Amazon Athena - Deep Dive & Hands-On.
scope:
- The Concept of Athena,
- How Athena Works,
- What Amazon Athena is often used for,
- Query Flow,
- Architecture,
- Key Features,
- Performance Optimization,
- Integrations,
- Pricing,
- Use Cases,
- Best Practices,
- Final thoughts,
- Project: Hands-On.
Intro:
- Amazon Athena is a serverless, interactive query service that enables data analysts to analyze data directly in Amazon S3 using standard SQL.

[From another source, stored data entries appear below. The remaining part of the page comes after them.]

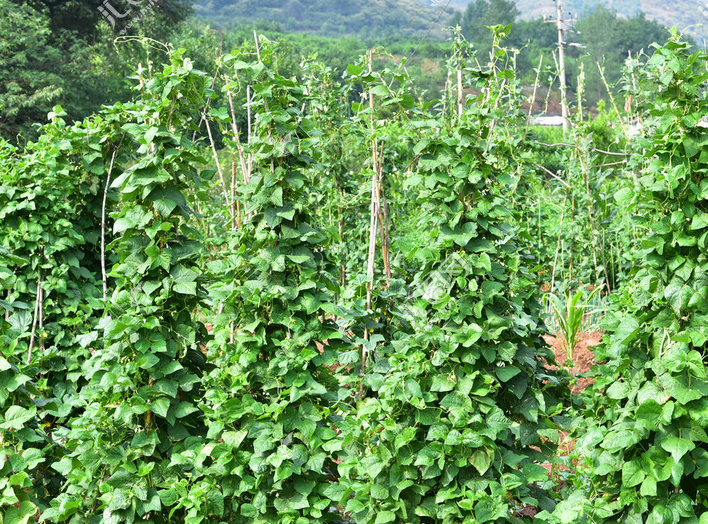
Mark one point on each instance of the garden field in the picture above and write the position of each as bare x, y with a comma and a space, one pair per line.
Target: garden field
249, 297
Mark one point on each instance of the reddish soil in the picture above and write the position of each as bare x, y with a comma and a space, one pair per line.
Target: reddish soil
583, 357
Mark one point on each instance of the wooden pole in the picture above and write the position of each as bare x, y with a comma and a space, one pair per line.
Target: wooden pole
561, 62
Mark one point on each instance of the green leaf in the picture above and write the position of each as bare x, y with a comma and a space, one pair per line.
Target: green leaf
16, 417
677, 446
632, 473
385, 516
506, 373
481, 459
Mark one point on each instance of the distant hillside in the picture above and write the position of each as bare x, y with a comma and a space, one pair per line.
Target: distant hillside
363, 18
684, 14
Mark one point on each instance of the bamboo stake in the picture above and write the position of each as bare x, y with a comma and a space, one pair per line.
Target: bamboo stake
459, 92
533, 96
237, 138
234, 222
614, 104
218, 164
372, 225
558, 245
41, 317
34, 320
103, 227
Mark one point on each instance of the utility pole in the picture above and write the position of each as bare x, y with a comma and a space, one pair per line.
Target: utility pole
561, 61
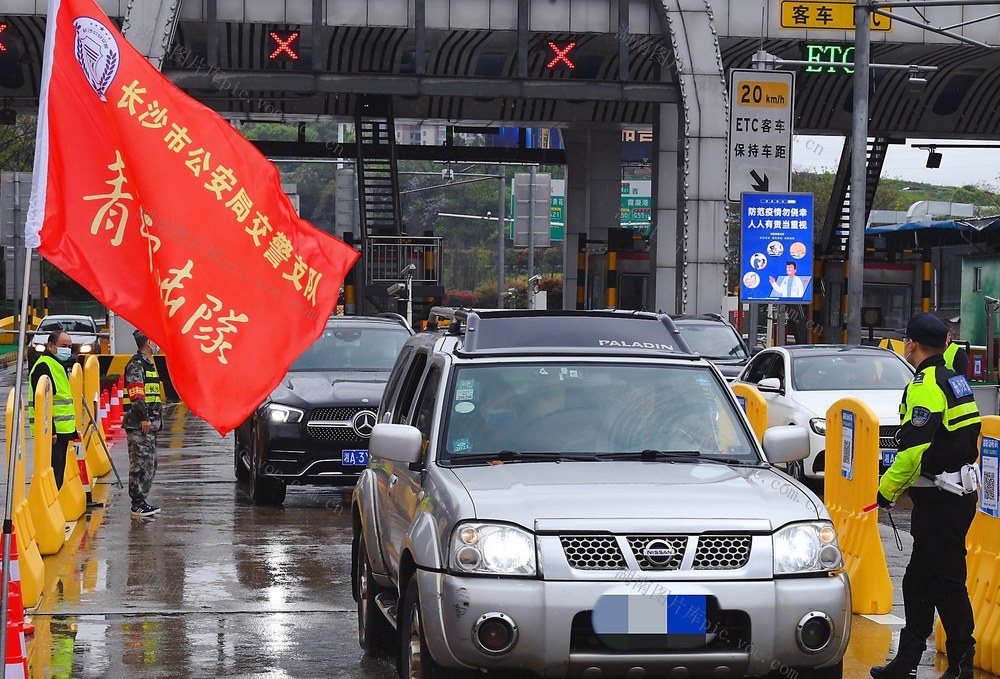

- Amazon Athena is designed for ad-hoc analysis and data exploration without needing to manage any infrastructure or perform complex ETL (Extract, Transform, Load) jobs.
1. The Concept of Athena.
Amazon Athena is a serverless, interactive query service that lets twtech run SQL queries directly on data stored in Amazon S3.
- No infrastructure to manage (serverless).
- Uses Presto/Trino SQL engine under the hood.
- twtech Pays only for the data scanned by queries.
What Amazon Athena is often used for:
- Ad-hoc data exploration
- Log analytics
- Data lake queries
- BI tool integration
- Pre-ETL exploration
2. How Athena Works
- Data Storage: Athena does not store data itself; it queries data directly in S3.
- Schema Definition: Metadata (tables, columns, partitions) is stored in the AWS Glue Data Catalog.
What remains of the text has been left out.